In vielen Ländern werden heute die Mütter gefeiert. Google widmet dem Muttertag ein eigenes "Doodle" und hat sein Logo für einen Tag verändert. Die Geschichte des Muttertags reicht bereits weit zurück.

In vielen Ländern ist der zweite Sonntag im Mai den Müttern gewidmet. Bereits im 13. Jahrhundert soll in Großbritannien der "Mothering Sunday" begangen worden sein. Gläubige dankten damals neben der "Mutter Kirche" auch ihren leiblichen Müttern. Die Tradition des heutigen Muttertag-Brauchs geht auf eine Initiative der US-Frauenrechtlerin Anna Jarvis zurück. Sie wollte ihre 1905 gestorbene Mutter ehren. Und sie wollte zugleich auch auf die Probleme vieler Frauen aufmerksam machen. Sie setzte sich deshalb später für einen Festtag für alle Mütter ein. Floristik- Organisationen brachten den Muttertag nach Europa. In Deutschland wurde die Idee 1923 aufgegriffen - dabei hatte der Verband Deutscher Blumengeschäftsinhaber eine wichtige Rolle.

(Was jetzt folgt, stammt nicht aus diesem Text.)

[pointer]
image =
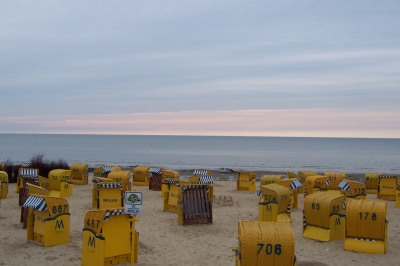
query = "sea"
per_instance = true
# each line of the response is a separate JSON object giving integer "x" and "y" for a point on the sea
{"x": 271, "y": 154}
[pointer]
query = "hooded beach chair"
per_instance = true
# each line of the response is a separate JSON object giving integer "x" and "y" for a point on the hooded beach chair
{"x": 49, "y": 222}
{"x": 109, "y": 237}
{"x": 170, "y": 196}
{"x": 156, "y": 178}
{"x": 275, "y": 203}
{"x": 293, "y": 184}
{"x": 246, "y": 181}
{"x": 194, "y": 205}
{"x": 107, "y": 193}
{"x": 4, "y": 185}
{"x": 104, "y": 170}
{"x": 322, "y": 216}
{"x": 141, "y": 175}
{"x": 334, "y": 180}
{"x": 352, "y": 190}
{"x": 302, "y": 176}
{"x": 366, "y": 226}
{"x": 168, "y": 175}
{"x": 26, "y": 173}
{"x": 123, "y": 177}
{"x": 265, "y": 243}
{"x": 29, "y": 189}
{"x": 398, "y": 194}
{"x": 315, "y": 183}
{"x": 59, "y": 184}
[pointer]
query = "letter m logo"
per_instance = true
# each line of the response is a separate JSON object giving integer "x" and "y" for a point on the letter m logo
{"x": 337, "y": 222}
{"x": 92, "y": 242}
{"x": 59, "y": 224}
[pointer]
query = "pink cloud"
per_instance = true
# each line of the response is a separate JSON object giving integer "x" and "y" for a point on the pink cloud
{"x": 303, "y": 122}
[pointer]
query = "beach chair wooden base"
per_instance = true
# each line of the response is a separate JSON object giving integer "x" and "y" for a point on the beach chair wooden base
{"x": 155, "y": 182}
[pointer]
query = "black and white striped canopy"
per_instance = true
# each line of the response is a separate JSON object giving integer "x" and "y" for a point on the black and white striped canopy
{"x": 200, "y": 172}
{"x": 206, "y": 180}
{"x": 155, "y": 170}
{"x": 295, "y": 184}
{"x": 111, "y": 185}
{"x": 113, "y": 213}
{"x": 344, "y": 185}
{"x": 37, "y": 203}
{"x": 30, "y": 172}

Der Muttertag ist in Deutschland inzwischen eine feste Größe. Nur wenige wollen ihn abschaffen. Die meisten Kinder und Erwachsenen sind mit ihren Müttern heute sehr zufrieden wie Umfragen belegen. Nach der jüngsten Shell-Jugendstudie sind 90 Prozent der Mädchen und Jungen vollauf zufrieden mit Mama und bleiben gern lange bei ihr wohnen. Frauenzeitschriften schreiben, dass auch Erwachsene große Stücke auf ihre Mütter halten: 62 Prozent der Frauen und sogar 72 Prozent der Männer seien überzeugt davon, dass ihre Mütter gute Menschen aus ihnen gemacht hätten. Für fast die Hälfte der erwachsenen Töchter und ein gutes Drittel der erwachsenen Söhne sei Mutter noch immer "die beste Freundin". Nur 16 Prozent der Frauen und 10 Prozent der Männer hofften dagegen, nie so zu werden wie ihre Mutter.

Nach den jüngsten Zahlen des Statistischen Bundesamtes können heute in Deutschland insgesamt 11,5 Millionen Frauen Muttertag feiern. Dazu zählen sowohl junge Mütter als auch Seniorinnen mit erwachsenen Kindern. 1991 errechneten die Statistiker noch 13,2 Millionen Mütter - ein Anzeichen für die negative demografische Entwicklung in Deutschland.